Mein Papa hat keinen Abschiedsbrief hinterlassen, es gab keine Erklärung. Für die Familie fühlt sich das richtig scheiße an, aber mir hat es geholfen zu wissen, dass er unbedingt sterben wollte und es nicht um einen Hilfeschrei oder ein Signal ging. Ich finde, ich muss eine solche Entscheidung dann respektieren.
Er musste schneller erwachsen weden: "Musste mich auf einmal um die Familie kümmern"
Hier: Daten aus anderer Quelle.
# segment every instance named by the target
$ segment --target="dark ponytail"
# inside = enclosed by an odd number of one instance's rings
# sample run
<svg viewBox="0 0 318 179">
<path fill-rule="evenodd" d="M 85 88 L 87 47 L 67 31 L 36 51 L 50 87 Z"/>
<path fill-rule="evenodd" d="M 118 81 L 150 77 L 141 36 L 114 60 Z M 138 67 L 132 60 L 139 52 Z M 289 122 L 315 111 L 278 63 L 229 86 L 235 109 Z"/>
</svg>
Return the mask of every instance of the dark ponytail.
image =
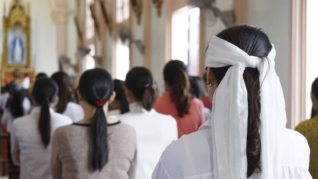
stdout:
<svg viewBox="0 0 318 179">
<path fill-rule="evenodd" d="M 163 70 L 164 80 L 173 101 L 176 103 L 178 115 L 182 117 L 189 113 L 192 94 L 187 74 L 188 68 L 181 61 L 172 60 Z"/>
<path fill-rule="evenodd" d="M 32 95 L 38 104 L 41 105 L 38 129 L 44 147 L 50 143 L 51 134 L 51 116 L 50 103 L 55 99 L 59 91 L 57 84 L 48 78 L 37 80 L 34 84 Z"/>
<path fill-rule="evenodd" d="M 246 24 L 240 25 L 224 30 L 217 36 L 235 45 L 250 56 L 266 60 L 272 49 L 267 35 L 260 28 Z M 211 68 L 219 84 L 232 65 Z M 259 131 L 261 127 L 259 73 L 256 68 L 246 68 L 243 79 L 247 92 L 248 113 L 246 154 L 247 162 L 247 176 L 249 177 L 254 172 L 261 171 L 259 161 L 261 149 Z"/>
<path fill-rule="evenodd" d="M 316 99 L 318 100 L 318 78 L 316 78 L 313 82 L 311 85 L 311 93 L 313 93 Z M 317 111 L 315 111 L 313 108 L 311 108 L 311 118 L 317 115 Z"/>
<path fill-rule="evenodd" d="M 15 118 L 21 117 L 24 114 L 23 106 L 23 100 L 28 94 L 27 91 L 21 90 L 13 94 L 12 100 L 10 104 L 11 114 Z"/>
<path fill-rule="evenodd" d="M 79 90 L 83 99 L 96 107 L 91 130 L 93 154 L 92 165 L 101 170 L 108 161 L 107 122 L 103 109 L 114 89 L 112 77 L 102 69 L 96 68 L 84 72 L 80 79 Z"/>
<path fill-rule="evenodd" d="M 70 88 L 72 86 L 71 79 L 67 74 L 59 72 L 53 74 L 51 77 L 59 85 L 59 102 L 56 107 L 56 112 L 62 114 L 66 109 L 68 102 L 71 101 L 71 94 Z"/>
<path fill-rule="evenodd" d="M 138 100 L 141 101 L 142 107 L 148 111 L 150 111 L 157 97 L 150 71 L 143 67 L 135 67 L 126 75 L 125 83 L 126 87 Z"/>
</svg>

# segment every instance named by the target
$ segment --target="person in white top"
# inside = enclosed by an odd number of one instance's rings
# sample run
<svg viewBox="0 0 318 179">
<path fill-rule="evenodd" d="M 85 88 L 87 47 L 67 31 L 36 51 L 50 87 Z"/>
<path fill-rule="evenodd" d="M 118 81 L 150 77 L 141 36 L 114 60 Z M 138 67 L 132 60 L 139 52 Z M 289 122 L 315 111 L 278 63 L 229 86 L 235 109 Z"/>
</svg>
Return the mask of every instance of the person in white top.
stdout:
<svg viewBox="0 0 318 179">
<path fill-rule="evenodd" d="M 211 119 L 169 145 L 152 178 L 310 179 L 303 136 L 286 129 L 274 45 L 246 24 L 211 39 L 206 53 Z"/>
<path fill-rule="evenodd" d="M 68 117 L 49 107 L 59 90 L 48 78 L 37 81 L 32 97 L 36 106 L 30 114 L 15 119 L 11 127 L 11 155 L 20 167 L 20 178 L 51 179 L 51 139 L 58 127 L 70 124 Z"/>
<path fill-rule="evenodd" d="M 26 97 L 27 94 L 27 91 L 24 90 L 15 93 L 10 106 L 4 109 L 1 117 L 1 124 L 6 125 L 8 133 L 10 133 L 13 120 L 27 114 L 31 108 L 31 102 Z"/>
<path fill-rule="evenodd" d="M 57 112 L 66 115 L 75 123 L 84 118 L 84 110 L 80 105 L 71 101 L 72 86 L 70 77 L 62 72 L 53 74 L 51 78 L 59 85 L 59 97 L 54 104 L 53 109 Z"/>
<path fill-rule="evenodd" d="M 170 115 L 152 108 L 156 94 L 150 71 L 143 67 L 131 70 L 126 76 L 125 93 L 130 111 L 116 116 L 133 127 L 137 141 L 135 178 L 149 179 L 162 153 L 178 139 L 176 121 Z"/>
</svg>

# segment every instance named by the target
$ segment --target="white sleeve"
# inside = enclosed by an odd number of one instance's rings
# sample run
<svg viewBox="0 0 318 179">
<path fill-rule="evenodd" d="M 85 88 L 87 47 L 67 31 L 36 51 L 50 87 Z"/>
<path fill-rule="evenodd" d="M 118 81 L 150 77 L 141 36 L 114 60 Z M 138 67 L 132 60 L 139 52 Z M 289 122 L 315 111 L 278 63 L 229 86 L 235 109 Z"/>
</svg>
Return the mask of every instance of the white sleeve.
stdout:
<svg viewBox="0 0 318 179">
<path fill-rule="evenodd" d="M 171 179 L 163 164 L 161 162 L 161 158 L 159 159 L 159 162 L 157 164 L 157 166 L 155 168 L 154 172 L 152 172 L 151 179 Z"/>
<path fill-rule="evenodd" d="M 14 122 L 11 125 L 10 132 L 10 141 L 11 145 L 11 157 L 13 164 L 16 166 L 20 165 L 20 151 L 19 144 L 16 137 L 17 131 Z M 9 151 L 8 151 L 9 152 Z"/>
</svg>

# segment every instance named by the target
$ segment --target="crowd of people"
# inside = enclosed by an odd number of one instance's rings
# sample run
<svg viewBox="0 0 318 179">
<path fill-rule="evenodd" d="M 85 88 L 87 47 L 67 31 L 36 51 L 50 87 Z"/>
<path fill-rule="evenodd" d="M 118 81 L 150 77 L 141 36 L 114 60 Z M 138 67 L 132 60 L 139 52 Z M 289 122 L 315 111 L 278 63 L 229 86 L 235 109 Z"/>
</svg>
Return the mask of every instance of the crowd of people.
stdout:
<svg viewBox="0 0 318 179">
<path fill-rule="evenodd" d="M 88 70 L 76 89 L 62 72 L 38 74 L 32 91 L 12 82 L 0 96 L 8 158 L 21 179 L 318 178 L 318 78 L 296 129 L 305 139 L 285 128 L 275 54 L 244 24 L 212 38 L 202 78 L 167 63 L 160 96 L 142 67 L 125 81 Z"/>
</svg>

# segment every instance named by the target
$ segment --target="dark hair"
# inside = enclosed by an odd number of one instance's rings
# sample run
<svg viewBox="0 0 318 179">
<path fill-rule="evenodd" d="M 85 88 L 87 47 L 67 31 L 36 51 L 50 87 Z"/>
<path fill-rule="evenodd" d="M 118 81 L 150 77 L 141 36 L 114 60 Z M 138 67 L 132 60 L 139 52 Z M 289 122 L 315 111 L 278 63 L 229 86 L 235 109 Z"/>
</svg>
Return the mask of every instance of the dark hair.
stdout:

Von einen Moment auf den anderen musste der junge Nagelsmann erwachsen werden. Die Zeit nach dem Verlust habe ihn besonders geprägt, berichtet er in dem Interview. "Ich war Anfang zwanzig, musste mich auf einmal um die Familie kümmern, die ganzen Versicherungen regeln. Alltagsdinge eben, an die man in dem Alter eigentlich keinen Gedanken verschwendet. Ich musste schwerwiegende Entscheidungen treffen, auch um meine Mutter zu entlasten, die auf einmal in einem großen Haus ohne ihren Partner wohnte. Mit all ihren Erinnerungen." Damals wurde dem heutigen Bundestrainer offenbar klar, wie vergleichsweise unwichtig einige sportliche Belange seien. Solche Entscheidungen hätten eben eine andere Dimension als Fragen danach, "ob nun der eine oder der andere Stürmer von Beginn an spielt".
Der ehemalige Bayern-Trainer bezeichnet das Verhältnis zu seinem Vater als „ausgezeichnet“. Er habe in seiner Kindheit viel mit seinen Eltern und beiden Geschwistern unternommen, vor allem in der Natur. Nagelsmann hat eine neun Jahre ältere Schwester und einen elf Jahre älteren Bruder. Spielekonsolen und dergleichen habe er damals nicht besessen.
"Man hat ihm den beruflichen Druck angemerkt"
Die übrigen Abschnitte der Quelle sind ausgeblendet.